I smell floral, not overpowering, but definitely floral. Citrus comes through as a secondary aroma. As I stated above, I really wasn’t able to pick out a grapefruit characteristic as I can with say the Citra hop.
In hindsight, I should have done a dry hop charge, or a bigger addition at flameout to get a more pronounced aroma from this hop.
This was a very pleasant beer to drink.
This Cascade Pale Ale was very balanced between the malt and hop taste, exactly as I like my beers. Given that I did this before my BrewGround was born, I would have tried to go with a more hop forward profile. May need to try and revisit this at some point.
For the Cascade taste, as with the aroma, it was more floral then citrus that I was picking up. Again, nothing overpowering, all very pleasant to the palate. Wasn’t picking up the grapefruit taste, but there was a slight hint of citrus on the backend.
I can see why the Cascade hop is so popular in the craft brewing world.

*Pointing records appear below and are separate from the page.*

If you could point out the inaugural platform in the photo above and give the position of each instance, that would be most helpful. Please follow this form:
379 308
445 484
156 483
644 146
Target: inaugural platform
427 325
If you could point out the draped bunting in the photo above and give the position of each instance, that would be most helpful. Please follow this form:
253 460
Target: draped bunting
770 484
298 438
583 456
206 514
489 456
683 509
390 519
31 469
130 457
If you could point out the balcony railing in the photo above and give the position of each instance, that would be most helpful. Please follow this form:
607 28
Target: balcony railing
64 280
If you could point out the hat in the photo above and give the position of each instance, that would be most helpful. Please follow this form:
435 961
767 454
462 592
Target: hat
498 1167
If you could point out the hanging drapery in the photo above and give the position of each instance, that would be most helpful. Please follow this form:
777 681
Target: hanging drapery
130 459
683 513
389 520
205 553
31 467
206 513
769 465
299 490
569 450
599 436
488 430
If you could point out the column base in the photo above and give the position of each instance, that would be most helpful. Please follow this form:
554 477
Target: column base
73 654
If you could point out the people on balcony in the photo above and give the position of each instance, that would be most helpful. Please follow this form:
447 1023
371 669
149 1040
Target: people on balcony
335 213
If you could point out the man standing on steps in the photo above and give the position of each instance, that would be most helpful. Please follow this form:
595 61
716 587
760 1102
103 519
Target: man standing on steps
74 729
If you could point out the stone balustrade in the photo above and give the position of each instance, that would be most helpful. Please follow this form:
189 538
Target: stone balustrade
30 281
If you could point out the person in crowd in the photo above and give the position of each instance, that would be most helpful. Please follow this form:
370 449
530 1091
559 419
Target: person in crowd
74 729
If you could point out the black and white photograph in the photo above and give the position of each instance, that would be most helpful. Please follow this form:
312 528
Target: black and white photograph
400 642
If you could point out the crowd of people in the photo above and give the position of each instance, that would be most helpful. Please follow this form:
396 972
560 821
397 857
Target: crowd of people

As I did this sampling before I dreamt up my BrewGround process, I didn’t think about having some independent folks try out my Cascade Pale Ale. Well, technically they did try it, but I didn’t have them evaluate the hop characteristic of the beer.
Would I Use The Cascade Hop Again?
I loved the flavor and aroma the Cascade hop imparts on a beer. Not overly hoppy, and it has quite the perfect taste.
I recently brewed a Centennial Blonde Ale, and it had a decent dose of Cascade hops to provide some balance to the Centennial. Absolutely loved that beer, and probably one of the best beers I’ve brewed to date.
Cascade will be part of my brewing pantry, and something I want to have on-hand in case the need arises. I think this would be a great compliment to either the Centennial or Citra hop.